According to the Wyckoff reaccumulation rule, a new uptrend cycle will commence when Bitcoin reaches the ninth and final stage, the Sign of Strength (SOS). This stage indicates a robust upward movement and market strength, confirming an uptrend once Bitcoin retests the pattern’s peak level of around $74,000.
Bitcoin’s recent decline, which has seen a 10% drop since the beginning of August, coincides with a similar downturn in the US stock market. This decline follows reports of rising unemployment claims and declining manufacturing activity in the United States. During this period, Bitcoin exchange-traded funds (ETFs) experienced approximately $200 million in withdrawals.
Interestingly, this decline occurs despite the increasing odds of three rate cuts in 2024, marking a significant shift from the previous year’s trend, where weak economic data often buoyed crypto markets. The current decline is likely driven by heightened recession alerts following the latest US jobs report. Historically, Bitcoin has struggled during periods of heightened recession fears, such as during the COVID-19 market crash in March 2020 when Bitcoin fell alongside the US stock market. Bitcoin’s price began to rebound when the Federal Reserve implemented quantitative easing and rate cuts.
Numerous crypto analysts, including Michael van de Poppe, forecast a similar price trend in the coming weeks. They suggest that while Bitcoin will face recessionary risks, it will likely rebound once the Federal Reserve implements its rate cuts in September. This perspective is consistent with historical patterns where Bitcoin has responded positively to monetary easing measures.

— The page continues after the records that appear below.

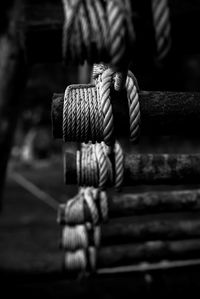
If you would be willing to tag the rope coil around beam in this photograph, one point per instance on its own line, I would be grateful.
(87, 109)
(81, 260)
(96, 167)
(162, 27)
(104, 78)
(89, 205)
(82, 116)
(80, 236)
(98, 31)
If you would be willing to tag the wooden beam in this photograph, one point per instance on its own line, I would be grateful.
(147, 168)
(146, 228)
(155, 202)
(152, 251)
(45, 21)
(12, 78)
(162, 113)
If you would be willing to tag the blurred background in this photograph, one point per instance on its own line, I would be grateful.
(34, 182)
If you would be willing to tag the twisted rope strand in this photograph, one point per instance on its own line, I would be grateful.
(161, 19)
(97, 31)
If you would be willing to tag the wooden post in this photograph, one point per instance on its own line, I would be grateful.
(12, 76)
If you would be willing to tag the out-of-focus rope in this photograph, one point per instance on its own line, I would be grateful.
(162, 27)
(98, 31)
(89, 205)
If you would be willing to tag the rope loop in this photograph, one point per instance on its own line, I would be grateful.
(80, 236)
(102, 170)
(162, 28)
(81, 260)
(98, 31)
(89, 205)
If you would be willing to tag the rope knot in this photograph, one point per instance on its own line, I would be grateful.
(89, 205)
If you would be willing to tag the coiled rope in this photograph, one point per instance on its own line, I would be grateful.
(89, 205)
(80, 237)
(162, 25)
(104, 78)
(98, 31)
(96, 168)
(81, 234)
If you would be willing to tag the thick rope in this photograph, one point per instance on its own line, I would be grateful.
(98, 31)
(81, 260)
(80, 236)
(89, 205)
(82, 115)
(95, 167)
(161, 20)
(134, 106)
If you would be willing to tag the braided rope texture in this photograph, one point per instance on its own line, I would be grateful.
(161, 20)
(98, 31)
(87, 109)
(81, 234)
(82, 116)
(95, 166)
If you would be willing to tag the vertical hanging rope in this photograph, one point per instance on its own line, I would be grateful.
(98, 31)
(162, 27)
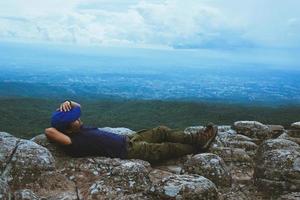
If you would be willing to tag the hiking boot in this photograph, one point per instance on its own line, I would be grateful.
(206, 137)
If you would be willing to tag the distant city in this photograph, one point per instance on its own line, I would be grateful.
(52, 72)
(235, 85)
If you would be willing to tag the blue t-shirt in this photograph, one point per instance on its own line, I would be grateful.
(90, 141)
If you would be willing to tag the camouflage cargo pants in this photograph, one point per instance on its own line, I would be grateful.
(159, 144)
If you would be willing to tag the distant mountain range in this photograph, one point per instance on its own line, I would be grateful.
(244, 86)
(41, 72)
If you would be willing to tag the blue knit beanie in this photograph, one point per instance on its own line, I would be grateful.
(60, 120)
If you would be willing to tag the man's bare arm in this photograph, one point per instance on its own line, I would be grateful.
(54, 135)
(67, 105)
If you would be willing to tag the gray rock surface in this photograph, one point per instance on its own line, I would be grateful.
(119, 130)
(210, 166)
(295, 125)
(253, 129)
(39, 169)
(172, 186)
(278, 166)
(4, 189)
(25, 194)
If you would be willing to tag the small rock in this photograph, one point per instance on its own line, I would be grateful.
(253, 129)
(277, 166)
(295, 125)
(185, 187)
(210, 166)
(119, 130)
(25, 194)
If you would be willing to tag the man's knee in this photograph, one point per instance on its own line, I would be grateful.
(162, 128)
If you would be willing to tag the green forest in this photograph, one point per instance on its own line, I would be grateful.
(27, 117)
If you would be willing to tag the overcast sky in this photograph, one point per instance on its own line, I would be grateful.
(221, 25)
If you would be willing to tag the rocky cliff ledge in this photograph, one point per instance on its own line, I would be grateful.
(248, 160)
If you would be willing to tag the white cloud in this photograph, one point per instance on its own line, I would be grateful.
(170, 23)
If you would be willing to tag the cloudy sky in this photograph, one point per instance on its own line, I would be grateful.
(223, 25)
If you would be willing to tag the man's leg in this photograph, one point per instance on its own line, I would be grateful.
(157, 152)
(164, 134)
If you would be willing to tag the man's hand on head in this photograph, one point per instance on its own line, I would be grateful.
(65, 106)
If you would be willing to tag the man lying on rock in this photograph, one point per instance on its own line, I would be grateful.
(153, 145)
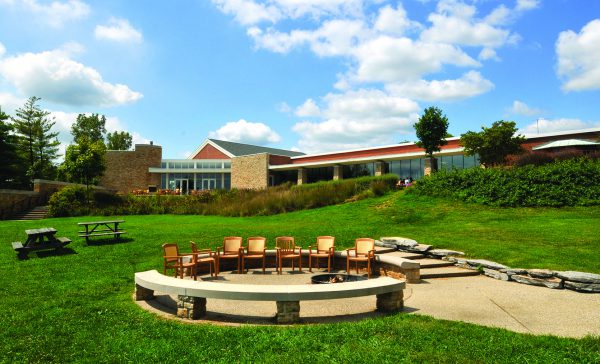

In summary, while Bitcoin’s current price dip below $60,000 may seem concerning, the maturing Wyckoff reaccumulation pattern offers a silver lining. The potential for a retest of $74,000, coupled with anticipated rate cuts by the Federal Reserve, could set the stage for a renewed bullish trend. However, as with all investments, it’s crucial for individuals to conduct their own research and consider the inherent risks before making any trading decisions.